Tilford's will be the first operation in town to cook corn for masa and plans to use it not only in his restaurants, but to distribute it to other local establishments. As if having the freshest tortillas around wasn't reason enough to make his own masa, Tilford touts another benefit. "We have sourced a local farm that will provide us with the corn to limit the carbon footprint."
Tilford took time away from his masa-making machine to share his thoughts on the "sexy-hot" St. Louis food scene, which local chef catches his eye and his fondness for sports-themed tearjerkers.
See Also: Mission Taco Joint Coming to Soulard
What is one thing people don't know about you that you wish they did? I have a sensitive side, and I always cry at the end of emotional sports movies like The Karate Kid, Rudy, A League of Their Own and RAD.
What daily ritual is non-negotiable for you? Stretching. At my accelerated age, the long hours of cooking, playing soccer and skateboarding is finally catching up to me and my back. A daily stretch, usually in the morning, is crucial to a productive day.
If you could have any superpower, what would it be? It would have to be turning water into wine. And, yes, that would be a superpower.
What is the most positive trend in food, wine or cocktails that you've noticed in St. Louis over the past year? I think it's great that so many chefs that used to do higher-end, white-table-cloth fare are now doing more approachable humble concepts. It's like they're trading in the toques for a T-shirt. Barbecue, pizza, pasta...tacos. And it goes great with all of the local craft-beer brewers.
Who is your St. Louis food crush? Cassy Vires. We have a lot in common, including our love of food and the color purple.
Who's the one person to watch right now in the St. Louis dining scene? This used to be easier to answer, and isn't it great that now it's so hard with all the talented people in St. Louis? We should feel lucky to be able to watch them all.
Which ingredient is most representative of your personality? The ancho chile. At first look it's dry, shriveled and crusty around the edges. But once you toast it and soak it in warm water it explodes with layers of smoky flavor and earthiness with a little spice.
If someone asked you to describe the current state of St. Louis' culinary climate, what would you say? Hot...sexy hot. So many great things are happening right now in St. Louis at all levels. From the great coffee shops to the craft brewers, the local farmers, the bakeries and doughnut makers, great barbecue and pizza everywhere, the wine shops and gourmet food markets -- and of course Mai Lee.
Name an ingredient never allowed in your kitchen.
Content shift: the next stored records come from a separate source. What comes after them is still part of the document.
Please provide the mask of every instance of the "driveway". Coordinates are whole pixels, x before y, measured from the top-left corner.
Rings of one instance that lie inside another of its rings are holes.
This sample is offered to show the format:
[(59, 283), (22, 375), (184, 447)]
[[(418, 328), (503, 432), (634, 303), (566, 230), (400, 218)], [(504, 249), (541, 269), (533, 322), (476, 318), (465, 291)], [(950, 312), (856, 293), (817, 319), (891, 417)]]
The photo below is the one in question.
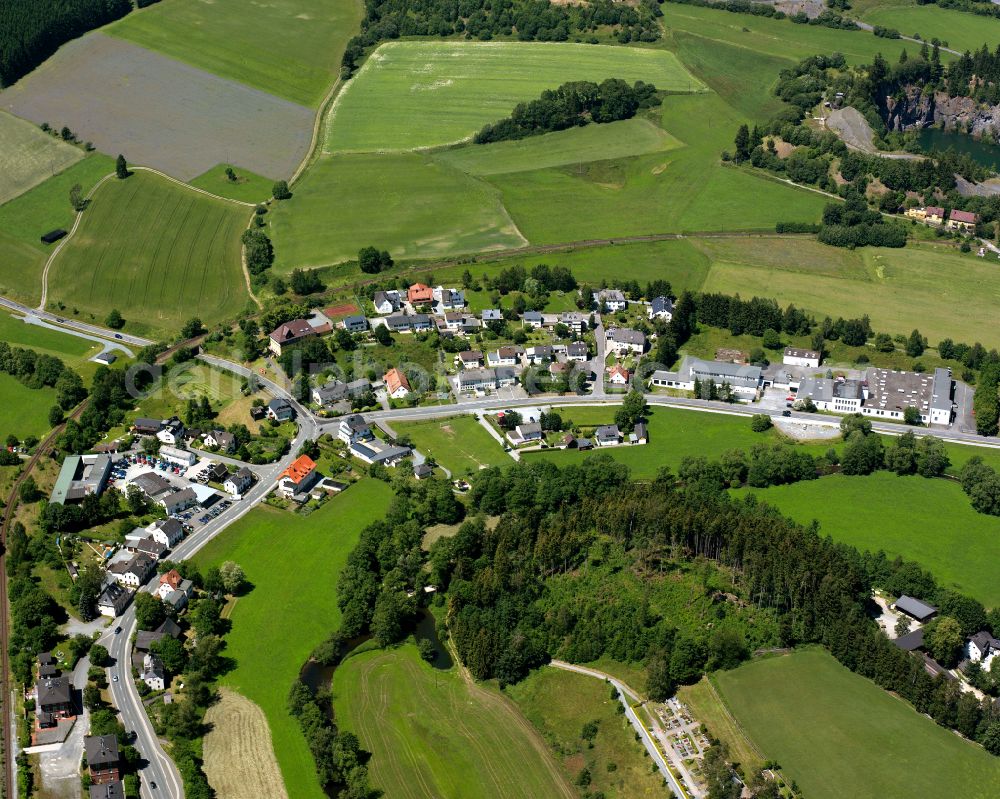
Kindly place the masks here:
[[(89, 670), (90, 661), (87, 658), (82, 658), (73, 669), (73, 686), (79, 693), (82, 693), (87, 685)], [(83, 739), (89, 730), (90, 713), (83, 708), (63, 745), (54, 752), (41, 752), (38, 755), (42, 785), (50, 799), (79, 799)]]

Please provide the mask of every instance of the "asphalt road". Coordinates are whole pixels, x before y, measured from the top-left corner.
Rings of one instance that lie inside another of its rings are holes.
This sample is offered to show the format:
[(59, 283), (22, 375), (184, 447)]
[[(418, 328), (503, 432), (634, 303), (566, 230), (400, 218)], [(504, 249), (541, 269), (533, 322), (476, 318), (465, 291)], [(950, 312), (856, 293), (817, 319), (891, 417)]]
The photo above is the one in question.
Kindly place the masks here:
[[(205, 356), (209, 362), (220, 362), (224, 368), (236, 371), (244, 376), (253, 374), (249, 369), (230, 364), (228, 361)], [(255, 375), (260, 379), (259, 375)], [(229, 525), (240, 519), (270, 493), (278, 480), (278, 475), (295, 459), (298, 445), (303, 438), (315, 438), (318, 435), (317, 427), (310, 414), (306, 413), (301, 406), (271, 381), (262, 381), (267, 388), (276, 396), (288, 399), (299, 409), (299, 433), (292, 441), (289, 453), (277, 463), (264, 467), (254, 467), (258, 475), (257, 483), (251, 488), (244, 498), (235, 503), (226, 513), (212, 519), (206, 525), (192, 533), (180, 544), (174, 547), (170, 554), (172, 560), (185, 560), (192, 557), (209, 541), (225, 530)], [(159, 575), (154, 576), (149, 583), (141, 590), (155, 590), (159, 583)], [(121, 632), (115, 634), (115, 628), (121, 627)], [(111, 686), (111, 698), (115, 707), (121, 713), (122, 723), (126, 730), (134, 731), (136, 734), (135, 747), (145, 761), (145, 765), (140, 769), (143, 799), (183, 799), (184, 786), (181, 781), (177, 766), (170, 759), (163, 749), (160, 739), (157, 737), (146, 710), (142, 704), (142, 698), (132, 679), (132, 636), (136, 631), (135, 610), (132, 605), (128, 610), (115, 619), (108, 627), (107, 632), (100, 638), (100, 643), (107, 647), (114, 664), (108, 669), (109, 685)], [(116, 679), (117, 678), (117, 679)], [(156, 788), (152, 784), (156, 783)]]
[(137, 347), (145, 347), (147, 344), (153, 343), (152, 339), (143, 338), (142, 336), (133, 336), (131, 333), (116, 333), (114, 330), (108, 330), (107, 328), (100, 327), (99, 325), (80, 322), (76, 319), (68, 319), (64, 316), (56, 316), (54, 313), (41, 311), (38, 308), (29, 308), (27, 305), (21, 305), (21, 303), (8, 300), (6, 297), (0, 297), (0, 306), (7, 308), (10, 311), (16, 311), (19, 314), (23, 314), (25, 317), (41, 319), (44, 322), (58, 325), (59, 327), (69, 328), (70, 330), (79, 330), (82, 333), (89, 333), (93, 336), (100, 336), (101, 338), (107, 339), (111, 342), (121, 341), (126, 344), (134, 344)]

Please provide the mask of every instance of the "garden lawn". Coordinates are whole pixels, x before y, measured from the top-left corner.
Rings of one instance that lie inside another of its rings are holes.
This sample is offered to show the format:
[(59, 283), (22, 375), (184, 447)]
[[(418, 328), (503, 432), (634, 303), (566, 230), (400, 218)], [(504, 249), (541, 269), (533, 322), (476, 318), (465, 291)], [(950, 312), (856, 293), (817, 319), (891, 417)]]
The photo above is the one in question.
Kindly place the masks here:
[(321, 159), (268, 217), (282, 272), (369, 245), (430, 258), (525, 244), (492, 186), (415, 153)]
[(878, 331), (908, 334), (916, 327), (932, 344), (951, 338), (1000, 346), (1000, 331), (982, 324), (1000, 311), (996, 268), (974, 255), (912, 244), (852, 253), (808, 239), (697, 246), (712, 260), (705, 291), (776, 297), (821, 318), (868, 314)]
[(106, 32), (224, 78), (316, 106), (361, 22), (358, 0), (169, 0)]
[(409, 436), (414, 446), (455, 478), (475, 474), (486, 466), (512, 463), (495, 438), (473, 416), (454, 416), (426, 422), (394, 422), (399, 435)]
[(49, 429), (49, 409), (55, 404), (54, 388), (28, 388), (16, 377), (0, 373), (0, 439), (11, 433), (20, 439), (41, 438)]
[(754, 493), (802, 524), (816, 519), (822, 535), (862, 551), (901, 555), (943, 586), (987, 607), (1000, 606), (1000, 518), (976, 513), (956, 482), (876, 472), (831, 475)]
[(603, 161), (680, 147), (673, 136), (648, 119), (623, 119), (585, 125), (542, 136), (493, 144), (467, 144), (436, 156), (470, 175), (499, 175), (530, 169)]
[(240, 235), (251, 213), (150, 172), (109, 180), (52, 264), (50, 304), (98, 323), (117, 308), (137, 333), (233, 317), (247, 300)]
[(0, 204), (83, 158), (83, 150), (0, 111)]
[[(507, 689), (521, 712), (559, 756), (567, 779), (590, 771), (589, 790), (607, 799), (664, 796), (663, 777), (651, 773), (649, 758), (603, 680), (554, 668), (540, 668)], [(597, 722), (593, 747), (581, 738), (583, 725)], [(609, 766), (614, 764), (614, 770)]]
[[(615, 408), (562, 407), (555, 408), (563, 420), (570, 420), (581, 427), (613, 424)], [(681, 461), (688, 456), (704, 456), (718, 459), (729, 450), (749, 451), (757, 443), (787, 440), (774, 428), (766, 433), (755, 433), (750, 429), (750, 419), (746, 416), (731, 416), (725, 413), (706, 413), (672, 407), (655, 407), (648, 414), (649, 443), (634, 446), (607, 447), (590, 452), (575, 449), (524, 452), (522, 459), (545, 458), (559, 466), (580, 463), (584, 458), (595, 455), (610, 455), (619, 463), (624, 463), (632, 471), (632, 476), (640, 479), (655, 477), (663, 467), (677, 471)], [(830, 442), (820, 444), (796, 444), (815, 450), (815, 454), (825, 452)]]
[(337, 98), (326, 153), (412, 150), (461, 141), (567, 81), (703, 84), (665, 50), (552, 42), (406, 41), (381, 45)]
[(822, 649), (756, 660), (713, 676), (768, 758), (810, 799), (989, 799), (1000, 760)]
[(236, 668), (222, 682), (264, 711), (285, 788), (295, 799), (325, 794), (305, 738), (286, 709), (288, 690), (312, 649), (337, 629), (335, 586), (347, 554), (391, 498), (385, 483), (364, 480), (305, 518), (262, 506), (196, 558), (203, 570), (234, 560), (253, 584), (230, 615), (226, 654)]
[(271, 199), (271, 189), (274, 186), (272, 178), (265, 178), (255, 175), (253, 172), (234, 167), (236, 182), (233, 183), (226, 177), (226, 167), (230, 164), (219, 164), (212, 167), (202, 175), (191, 181), (191, 185), (218, 194), (220, 197), (228, 197), (230, 200), (240, 200), (245, 203), (265, 203)]
[(454, 667), (428, 665), (413, 644), (348, 657), (334, 672), (333, 694), (341, 729), (372, 753), (372, 783), (387, 797), (576, 796), (509, 699)]
[(0, 341), (6, 341), (12, 347), (29, 347), (35, 352), (53, 355), (69, 367), (79, 366), (100, 349), (99, 345), (86, 339), (40, 325), (25, 324), (20, 317), (8, 313), (0, 313)]
[(113, 169), (114, 161), (95, 153), (0, 205), (0, 294), (38, 303), (45, 259), (55, 247), (39, 237), (55, 228), (69, 230), (74, 216), (69, 190), (79, 183), (86, 194)]

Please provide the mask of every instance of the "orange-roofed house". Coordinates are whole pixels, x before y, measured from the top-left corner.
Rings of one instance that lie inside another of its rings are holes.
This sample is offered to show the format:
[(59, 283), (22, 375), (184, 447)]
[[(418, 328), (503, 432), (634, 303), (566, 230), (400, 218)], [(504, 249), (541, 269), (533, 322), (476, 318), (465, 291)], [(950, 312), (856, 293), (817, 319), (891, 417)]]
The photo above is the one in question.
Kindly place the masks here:
[(296, 494), (305, 494), (319, 480), (316, 461), (308, 455), (299, 455), (278, 478), (278, 492), (291, 499)]
[(613, 386), (627, 386), (628, 369), (616, 363), (608, 369), (608, 382)]
[(969, 211), (955, 210), (948, 217), (947, 227), (951, 230), (961, 230), (963, 233), (975, 233), (979, 215)]
[(402, 399), (410, 393), (410, 381), (399, 369), (390, 369), (382, 380), (386, 393), (393, 399)]
[(181, 584), (182, 580), (183, 578), (181, 577), (180, 572), (178, 572), (177, 569), (171, 569), (165, 574), (161, 574), (160, 587), (156, 591), (157, 596), (159, 596), (160, 599), (163, 599), (172, 591), (176, 591), (177, 586)]
[(430, 305), (434, 302), (434, 289), (423, 283), (414, 283), (407, 289), (406, 299), (412, 305)]

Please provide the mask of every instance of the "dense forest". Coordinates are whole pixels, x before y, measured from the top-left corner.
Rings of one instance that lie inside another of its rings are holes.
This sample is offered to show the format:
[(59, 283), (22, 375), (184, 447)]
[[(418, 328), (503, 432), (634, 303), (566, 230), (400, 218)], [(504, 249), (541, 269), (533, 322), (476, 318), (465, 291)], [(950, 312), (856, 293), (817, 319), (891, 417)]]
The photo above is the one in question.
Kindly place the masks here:
[(595, 0), (585, 5), (556, 5), (549, 0), (365, 0), (361, 33), (347, 44), (343, 72), (350, 75), (368, 48), (401, 36), (463, 36), (489, 41), (524, 42), (598, 40), (601, 28), (617, 30), (617, 40), (655, 42), (660, 38), (657, 0), (638, 5)]
[(131, 0), (0, 0), (0, 87), (27, 75), (70, 39), (131, 10)]
[(631, 119), (640, 108), (659, 104), (656, 87), (641, 80), (632, 86), (619, 78), (608, 78), (600, 84), (573, 81), (558, 89), (546, 89), (537, 100), (518, 103), (509, 117), (484, 126), (475, 142), (523, 139), (590, 122)]

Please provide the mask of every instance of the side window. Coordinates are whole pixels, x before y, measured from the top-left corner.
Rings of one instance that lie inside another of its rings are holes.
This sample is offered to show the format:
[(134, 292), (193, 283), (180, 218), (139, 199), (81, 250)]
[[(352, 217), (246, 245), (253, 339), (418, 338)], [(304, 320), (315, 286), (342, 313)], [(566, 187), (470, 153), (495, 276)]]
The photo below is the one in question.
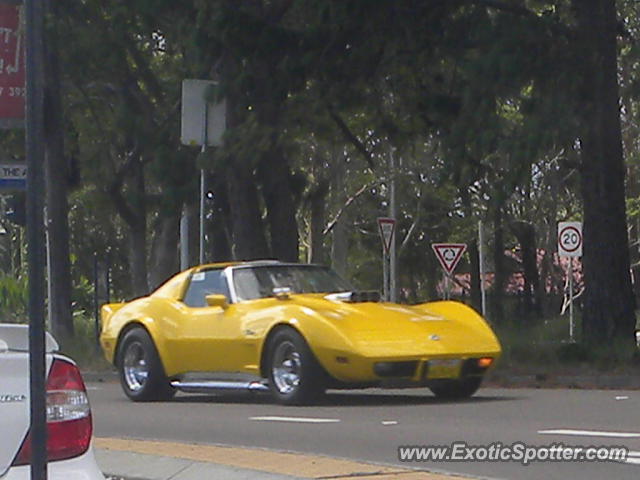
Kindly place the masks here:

Pessimism.
What is your after-work hangout? With our fifth restaurant on the horizon there never seems to be an "after work" hangout. It seems most of the time is spent working, or at home. However, one of my favorite social indulgences that is like none other is hanging out with the soccer guys at Barrister's and having a beer during big games. The amount of entertaining verbal garbage to be heard is second to none.
What's your food or beverage guilty pleasure? Pizza! Neapolitan pizza, with a tender thin crust, wood fired with a thin layer of sauce, quality cheese and fresh herbs.
What would be your last meal on earth? This is always a tough decision. Either chitarra or chitarra with clams at Pastaria, depending on my pre-death mood. It's a perfectly balanced, wonderfully simple dish that I always eat too much of at one sitting, but it's the last meal, so what the hell.